Violence will go down in Afghanistan too if the US troops pull back. And perhaps that is the cynical plan, to pull back and reduce (but not end) the occupation after a pointless battle fought for U.S. political purposes or to please the military industrial congressional complex. We know that last year President Obama sent 21,000 more troops and 5,000 more mercenaries to Afghanistan, and that violence increased as a result. What's staggering is that the president said he was going to send those troops first and then figure out a plan for Afghanistan later. Sending the troops was an end in itself. We know that a pipeline and major military bases are part of the desired plan, but so is winning elections back home, which is where war opposition comes in.

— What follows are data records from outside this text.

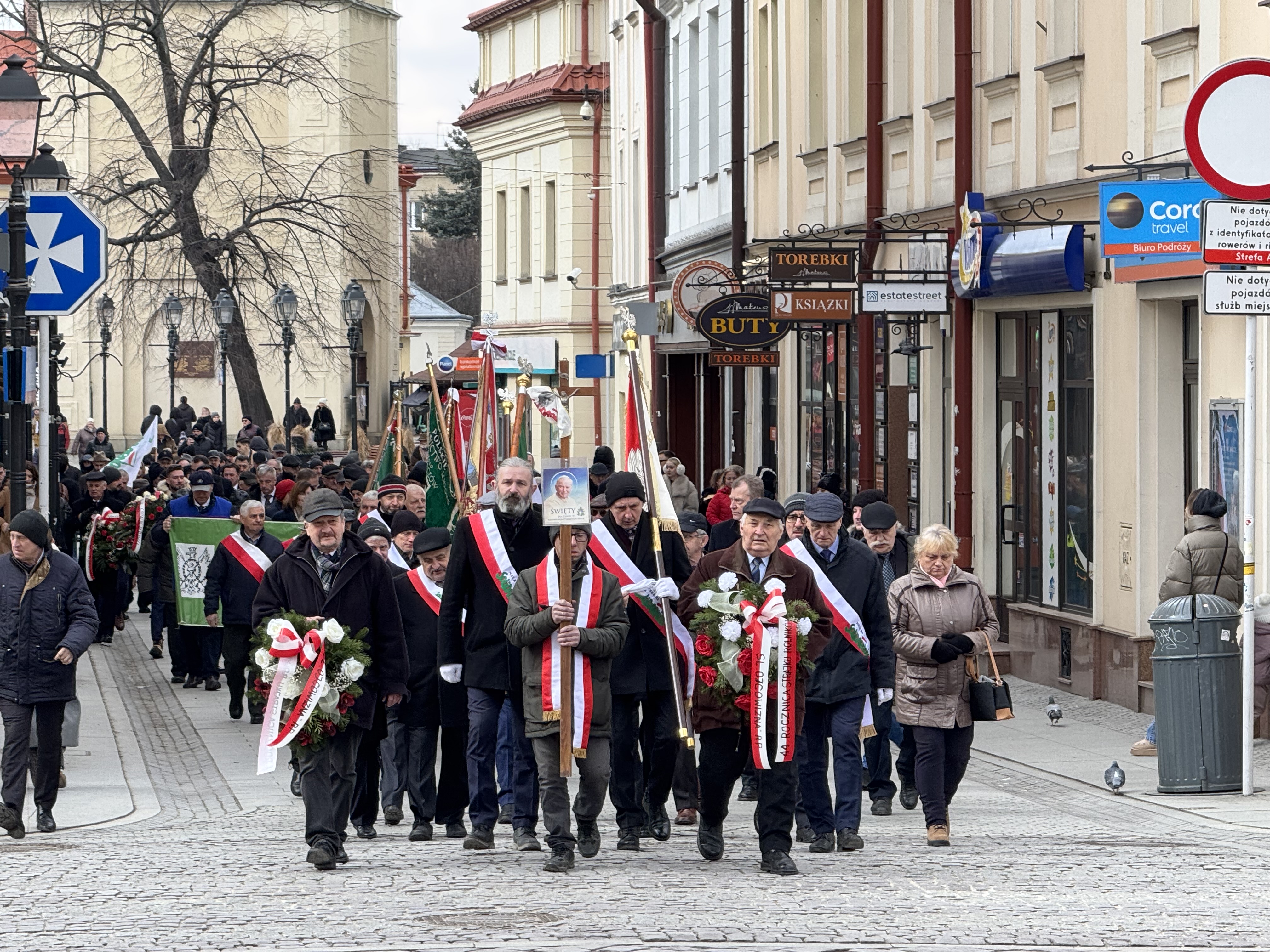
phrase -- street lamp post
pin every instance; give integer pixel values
(105, 318)
(172, 318)
(285, 305)
(20, 129)
(224, 309)
(352, 303)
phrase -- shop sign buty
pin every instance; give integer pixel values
(813, 306)
(741, 322)
(811, 264)
(1236, 233)
(1238, 292)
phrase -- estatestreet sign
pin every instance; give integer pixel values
(1236, 233)
(820, 306)
(1238, 292)
(905, 296)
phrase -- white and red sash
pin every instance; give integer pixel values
(773, 637)
(588, 617)
(615, 562)
(846, 620)
(251, 558)
(493, 552)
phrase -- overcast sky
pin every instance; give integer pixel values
(438, 61)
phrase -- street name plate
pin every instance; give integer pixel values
(1238, 292)
(1236, 233)
(905, 296)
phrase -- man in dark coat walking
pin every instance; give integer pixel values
(233, 579)
(433, 705)
(491, 549)
(48, 621)
(641, 680)
(724, 745)
(329, 573)
(844, 678)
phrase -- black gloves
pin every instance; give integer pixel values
(962, 643)
(943, 652)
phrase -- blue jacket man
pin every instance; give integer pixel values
(196, 650)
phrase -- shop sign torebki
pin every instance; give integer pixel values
(811, 264)
(741, 322)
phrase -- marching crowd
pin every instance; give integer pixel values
(460, 711)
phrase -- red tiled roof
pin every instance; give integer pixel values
(562, 83)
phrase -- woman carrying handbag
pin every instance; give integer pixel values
(940, 616)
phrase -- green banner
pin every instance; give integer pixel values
(193, 544)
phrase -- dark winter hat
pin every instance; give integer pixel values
(31, 525)
(323, 502)
(770, 508)
(823, 507)
(406, 521)
(374, 527)
(878, 516)
(1210, 503)
(623, 485)
(431, 540)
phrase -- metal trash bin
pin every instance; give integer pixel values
(1196, 667)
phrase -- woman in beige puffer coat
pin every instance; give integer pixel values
(939, 615)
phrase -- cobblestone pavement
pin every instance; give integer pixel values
(1034, 866)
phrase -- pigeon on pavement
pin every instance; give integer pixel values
(1053, 711)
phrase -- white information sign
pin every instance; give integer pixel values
(1238, 292)
(1236, 233)
(905, 298)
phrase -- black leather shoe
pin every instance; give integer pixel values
(661, 825)
(778, 862)
(588, 838)
(822, 845)
(907, 795)
(710, 842)
(850, 841)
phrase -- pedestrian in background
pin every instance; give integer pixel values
(48, 620)
(939, 616)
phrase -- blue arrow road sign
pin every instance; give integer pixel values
(65, 252)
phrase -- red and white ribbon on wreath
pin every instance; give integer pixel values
(773, 637)
(293, 652)
(106, 516)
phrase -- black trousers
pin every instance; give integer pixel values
(943, 756)
(626, 786)
(722, 760)
(237, 645)
(18, 757)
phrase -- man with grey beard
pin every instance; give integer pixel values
(489, 551)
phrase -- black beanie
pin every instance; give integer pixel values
(31, 525)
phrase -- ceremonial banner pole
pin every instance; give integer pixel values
(564, 557)
(445, 431)
(681, 711)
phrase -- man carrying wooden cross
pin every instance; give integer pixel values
(541, 621)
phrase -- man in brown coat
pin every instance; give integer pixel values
(724, 743)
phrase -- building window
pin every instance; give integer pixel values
(549, 229)
(525, 235)
(501, 235)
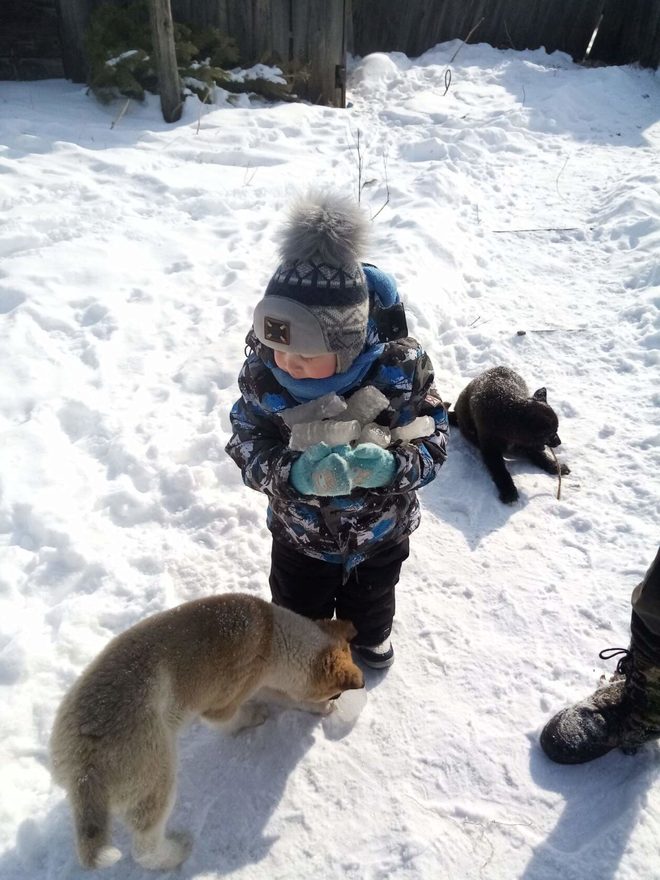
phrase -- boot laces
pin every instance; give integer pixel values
(623, 667)
(635, 686)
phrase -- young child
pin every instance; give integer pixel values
(336, 425)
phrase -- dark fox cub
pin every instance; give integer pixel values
(495, 412)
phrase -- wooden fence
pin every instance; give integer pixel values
(313, 35)
(628, 30)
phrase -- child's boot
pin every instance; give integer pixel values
(377, 656)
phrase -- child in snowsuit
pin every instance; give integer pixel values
(338, 423)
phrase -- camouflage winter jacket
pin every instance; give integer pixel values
(349, 528)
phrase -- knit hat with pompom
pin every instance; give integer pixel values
(317, 302)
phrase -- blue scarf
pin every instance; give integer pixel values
(303, 390)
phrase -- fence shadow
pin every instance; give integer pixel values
(602, 804)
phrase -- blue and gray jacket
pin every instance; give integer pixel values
(349, 528)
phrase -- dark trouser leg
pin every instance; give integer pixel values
(303, 584)
(645, 623)
(367, 598)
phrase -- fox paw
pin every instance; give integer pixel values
(509, 495)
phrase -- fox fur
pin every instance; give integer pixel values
(496, 412)
(113, 745)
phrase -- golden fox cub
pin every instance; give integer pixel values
(113, 745)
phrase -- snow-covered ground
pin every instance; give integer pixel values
(526, 198)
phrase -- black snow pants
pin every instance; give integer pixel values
(315, 588)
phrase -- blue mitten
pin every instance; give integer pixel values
(371, 466)
(303, 468)
(331, 476)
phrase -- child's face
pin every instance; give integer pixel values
(321, 366)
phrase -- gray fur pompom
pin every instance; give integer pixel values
(327, 228)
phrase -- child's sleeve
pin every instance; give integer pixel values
(257, 447)
(418, 461)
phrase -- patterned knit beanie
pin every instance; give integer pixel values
(317, 302)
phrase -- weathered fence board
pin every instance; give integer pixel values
(629, 31)
(417, 25)
(313, 34)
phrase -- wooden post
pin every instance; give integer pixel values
(318, 32)
(162, 30)
(73, 16)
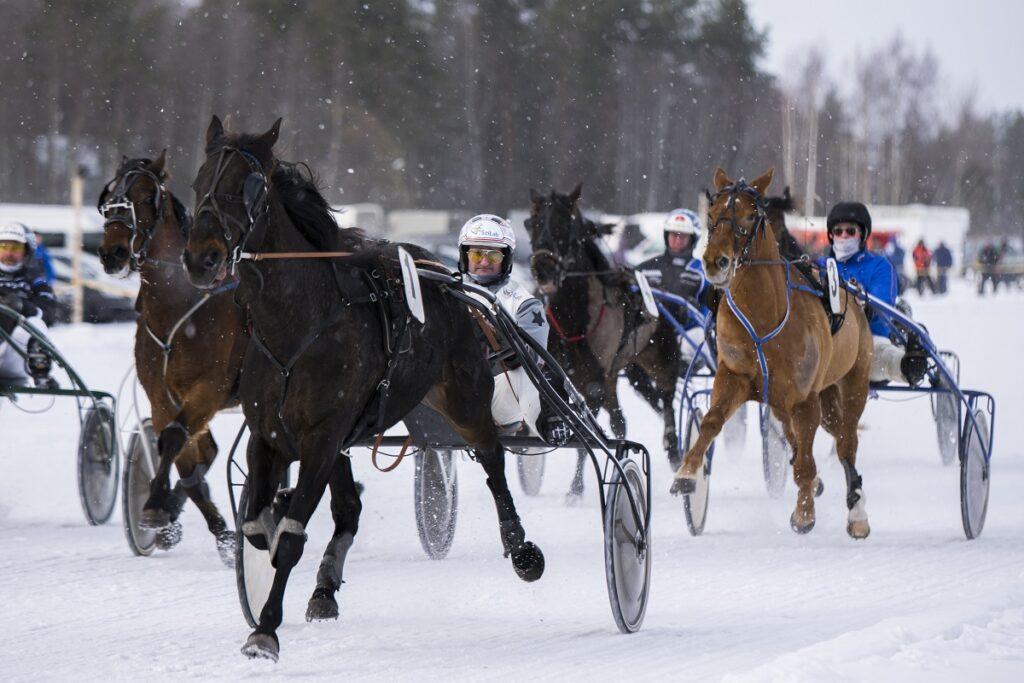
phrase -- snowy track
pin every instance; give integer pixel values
(749, 600)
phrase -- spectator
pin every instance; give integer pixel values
(923, 267)
(943, 262)
(988, 258)
(896, 254)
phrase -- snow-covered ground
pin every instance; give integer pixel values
(749, 600)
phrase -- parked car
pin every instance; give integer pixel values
(104, 298)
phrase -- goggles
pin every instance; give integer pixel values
(493, 255)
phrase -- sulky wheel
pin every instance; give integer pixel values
(140, 468)
(97, 464)
(253, 571)
(734, 432)
(946, 411)
(975, 475)
(627, 549)
(436, 494)
(530, 472)
(695, 504)
(775, 453)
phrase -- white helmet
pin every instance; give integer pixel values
(14, 232)
(487, 230)
(682, 220)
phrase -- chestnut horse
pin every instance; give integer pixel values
(774, 345)
(188, 344)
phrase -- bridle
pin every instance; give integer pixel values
(114, 200)
(733, 191)
(254, 198)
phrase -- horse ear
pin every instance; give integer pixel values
(761, 182)
(577, 191)
(721, 179)
(269, 137)
(215, 130)
(159, 163)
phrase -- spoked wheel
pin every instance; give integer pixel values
(946, 411)
(975, 475)
(436, 492)
(627, 549)
(530, 472)
(734, 432)
(97, 464)
(140, 468)
(695, 504)
(775, 453)
(253, 571)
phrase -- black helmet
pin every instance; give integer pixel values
(850, 212)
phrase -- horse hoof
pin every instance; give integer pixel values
(261, 646)
(169, 536)
(528, 562)
(573, 499)
(225, 548)
(154, 519)
(858, 529)
(675, 460)
(683, 485)
(801, 528)
(322, 606)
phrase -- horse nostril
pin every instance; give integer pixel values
(211, 259)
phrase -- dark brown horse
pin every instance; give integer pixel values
(335, 354)
(188, 344)
(598, 323)
(808, 375)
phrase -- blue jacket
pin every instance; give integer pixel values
(878, 276)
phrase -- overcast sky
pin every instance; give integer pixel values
(979, 43)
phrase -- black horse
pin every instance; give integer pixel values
(335, 356)
(599, 327)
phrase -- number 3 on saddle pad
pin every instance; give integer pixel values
(411, 282)
(833, 271)
(648, 298)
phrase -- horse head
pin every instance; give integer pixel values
(132, 204)
(736, 217)
(556, 230)
(231, 189)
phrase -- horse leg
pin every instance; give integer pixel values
(345, 508)
(320, 458)
(837, 410)
(660, 363)
(615, 416)
(728, 393)
(164, 504)
(804, 420)
(193, 465)
(576, 486)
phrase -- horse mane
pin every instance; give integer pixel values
(299, 193)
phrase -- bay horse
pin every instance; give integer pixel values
(188, 344)
(775, 345)
(598, 324)
(335, 355)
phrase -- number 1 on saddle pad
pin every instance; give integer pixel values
(648, 298)
(411, 282)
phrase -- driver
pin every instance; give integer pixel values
(849, 226)
(679, 272)
(486, 244)
(24, 289)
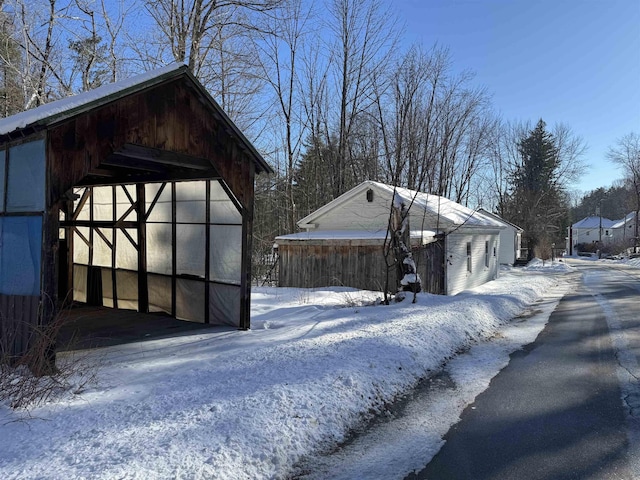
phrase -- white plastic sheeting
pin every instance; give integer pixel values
(224, 223)
(226, 253)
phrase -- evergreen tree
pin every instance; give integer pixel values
(536, 200)
(315, 177)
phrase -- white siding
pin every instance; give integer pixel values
(458, 278)
(357, 214)
(509, 246)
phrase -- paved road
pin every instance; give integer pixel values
(556, 411)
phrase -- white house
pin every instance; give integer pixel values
(624, 230)
(590, 230)
(510, 239)
(343, 241)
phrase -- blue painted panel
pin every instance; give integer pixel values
(3, 156)
(26, 185)
(20, 255)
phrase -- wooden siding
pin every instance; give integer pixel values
(430, 265)
(19, 314)
(353, 264)
(170, 118)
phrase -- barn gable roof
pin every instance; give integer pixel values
(497, 217)
(593, 222)
(30, 121)
(448, 211)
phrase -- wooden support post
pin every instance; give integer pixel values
(174, 262)
(143, 289)
(207, 253)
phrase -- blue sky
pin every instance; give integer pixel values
(571, 61)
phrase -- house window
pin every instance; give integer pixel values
(486, 253)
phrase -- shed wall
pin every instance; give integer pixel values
(331, 263)
(458, 278)
(508, 246)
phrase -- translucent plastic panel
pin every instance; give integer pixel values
(223, 210)
(224, 305)
(80, 248)
(3, 156)
(161, 211)
(226, 253)
(159, 293)
(21, 251)
(190, 250)
(190, 202)
(25, 190)
(127, 286)
(103, 203)
(190, 300)
(83, 214)
(107, 287)
(159, 248)
(80, 283)
(101, 249)
(126, 253)
(123, 204)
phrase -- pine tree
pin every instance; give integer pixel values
(536, 200)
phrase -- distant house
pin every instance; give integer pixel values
(590, 230)
(624, 230)
(510, 239)
(455, 248)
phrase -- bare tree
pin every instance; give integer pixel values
(365, 35)
(279, 43)
(626, 154)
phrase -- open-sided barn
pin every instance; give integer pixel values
(455, 247)
(136, 195)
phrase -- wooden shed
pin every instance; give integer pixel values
(136, 195)
(454, 247)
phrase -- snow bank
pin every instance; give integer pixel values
(233, 405)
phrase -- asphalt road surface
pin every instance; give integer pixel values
(568, 405)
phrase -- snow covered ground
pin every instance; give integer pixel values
(316, 364)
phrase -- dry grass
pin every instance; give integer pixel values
(35, 377)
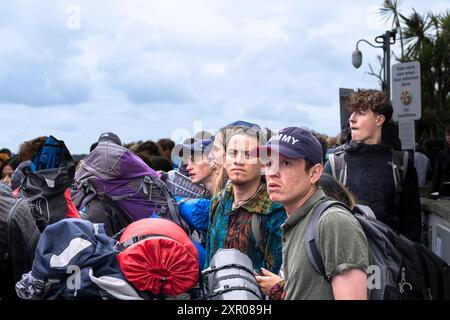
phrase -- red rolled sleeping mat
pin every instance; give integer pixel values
(157, 256)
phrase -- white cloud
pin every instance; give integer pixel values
(146, 68)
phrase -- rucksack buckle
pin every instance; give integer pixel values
(39, 285)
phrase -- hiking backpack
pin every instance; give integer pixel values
(46, 183)
(406, 269)
(399, 168)
(114, 176)
(75, 259)
(19, 236)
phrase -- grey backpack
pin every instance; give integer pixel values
(230, 277)
(401, 268)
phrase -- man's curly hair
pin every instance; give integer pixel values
(375, 100)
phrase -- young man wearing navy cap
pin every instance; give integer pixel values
(292, 173)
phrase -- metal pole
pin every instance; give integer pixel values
(387, 63)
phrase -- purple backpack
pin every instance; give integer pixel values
(114, 175)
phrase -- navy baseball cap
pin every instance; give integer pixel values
(295, 143)
(198, 146)
(240, 123)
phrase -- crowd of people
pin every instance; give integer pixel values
(261, 188)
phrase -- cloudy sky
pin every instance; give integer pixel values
(148, 69)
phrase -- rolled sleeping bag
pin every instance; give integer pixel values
(157, 256)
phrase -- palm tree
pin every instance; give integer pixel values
(426, 38)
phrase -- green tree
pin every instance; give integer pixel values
(426, 38)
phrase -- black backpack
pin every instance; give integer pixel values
(399, 165)
(19, 236)
(403, 269)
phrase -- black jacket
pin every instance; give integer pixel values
(370, 179)
(441, 169)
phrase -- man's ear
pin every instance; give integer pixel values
(315, 172)
(380, 120)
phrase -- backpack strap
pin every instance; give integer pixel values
(312, 240)
(9, 231)
(399, 168)
(258, 230)
(339, 166)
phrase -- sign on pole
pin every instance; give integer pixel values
(406, 91)
(406, 132)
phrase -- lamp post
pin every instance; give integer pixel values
(385, 41)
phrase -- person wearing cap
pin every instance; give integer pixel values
(198, 166)
(293, 170)
(242, 215)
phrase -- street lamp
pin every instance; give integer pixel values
(385, 40)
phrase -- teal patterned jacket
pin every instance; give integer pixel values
(231, 228)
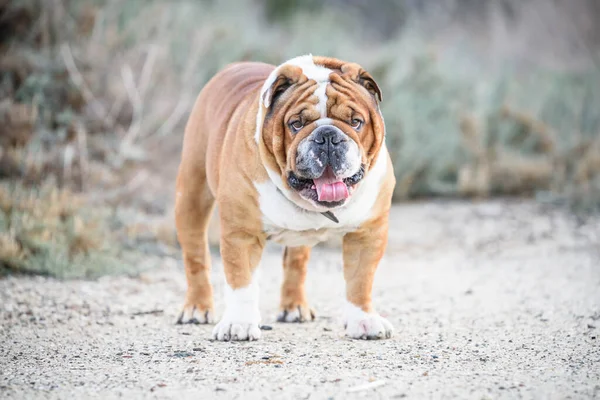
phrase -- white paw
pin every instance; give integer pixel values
(242, 316)
(362, 325)
(194, 315)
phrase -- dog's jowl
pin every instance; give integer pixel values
(294, 154)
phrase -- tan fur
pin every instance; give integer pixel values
(221, 162)
(293, 296)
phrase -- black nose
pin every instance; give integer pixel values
(328, 136)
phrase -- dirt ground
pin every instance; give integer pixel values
(491, 300)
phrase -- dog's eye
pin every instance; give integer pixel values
(295, 126)
(356, 123)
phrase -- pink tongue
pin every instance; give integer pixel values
(329, 188)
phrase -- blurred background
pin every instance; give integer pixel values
(482, 98)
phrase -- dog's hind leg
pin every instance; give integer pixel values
(193, 208)
(294, 307)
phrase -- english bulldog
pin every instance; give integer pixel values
(294, 154)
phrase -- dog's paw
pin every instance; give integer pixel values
(242, 316)
(231, 330)
(195, 314)
(363, 325)
(299, 313)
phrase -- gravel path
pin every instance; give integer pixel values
(491, 300)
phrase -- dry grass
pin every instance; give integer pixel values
(95, 95)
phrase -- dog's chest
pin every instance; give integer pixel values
(308, 237)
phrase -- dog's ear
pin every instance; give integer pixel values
(356, 73)
(279, 82)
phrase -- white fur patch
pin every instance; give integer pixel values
(192, 314)
(294, 221)
(322, 96)
(363, 325)
(324, 121)
(312, 71)
(242, 315)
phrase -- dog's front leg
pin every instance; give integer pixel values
(241, 250)
(363, 250)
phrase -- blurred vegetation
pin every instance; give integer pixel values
(94, 95)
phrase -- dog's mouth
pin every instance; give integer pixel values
(326, 190)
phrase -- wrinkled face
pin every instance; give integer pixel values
(319, 128)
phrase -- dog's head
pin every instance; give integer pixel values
(319, 129)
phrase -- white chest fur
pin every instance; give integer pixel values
(288, 224)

7. WHAT DO WE DO? (SIN OF OMISSION)

No matter how awful Afghanistan is when the U.S. military leaves, it can never become a decent place to live during a foreign occupation. And the post-occupation Afghanistan is likely to be worse the longer the occupation has lasted. That's the opinion of the Revolutionary Association of the Women of Afghanistan. Our chief obligation is to cease committing the crime of aggression and get out of Afghanistan and Pakistan and Iraq, and stop giving weapons to Israel and Egypt. But there is no reason our troops could not employ their bravery to clean up cluster bombs before they leave. There is no reason we cannot fund non-drug agriculture as our ambassador to Afghanistan advises us to do instead of escalating the war. Jobsforafghans.org recommends spending $5 billion for jobs through the National Solidarity Program, which is run by local elected leaders.

What can Congress do?

In one view, Congress can only influence the president. So a toothless request to end the war is just as good as voting No on the funding. But in another view, not only do presidents respond better to real threats, but Congress needs to build a caucus large enough to vote down war funding whether or not the president approves. Doing so puts the power of war where our Constitution so wisely put it and prevents future wars while ending a current one. So I want to see members of Congress join Dennis Kucinich and Jim McGovern in urging their colleagues to vote No on $33 billion. We saw 32 congress members vote No on war funding last June, and that was before the war had worsened. Votes to cut-off war funding historically have always provided for orderly withdrawal. And we only need the House. The Senate and the president can do as they please, they just can't escalate a war without our money.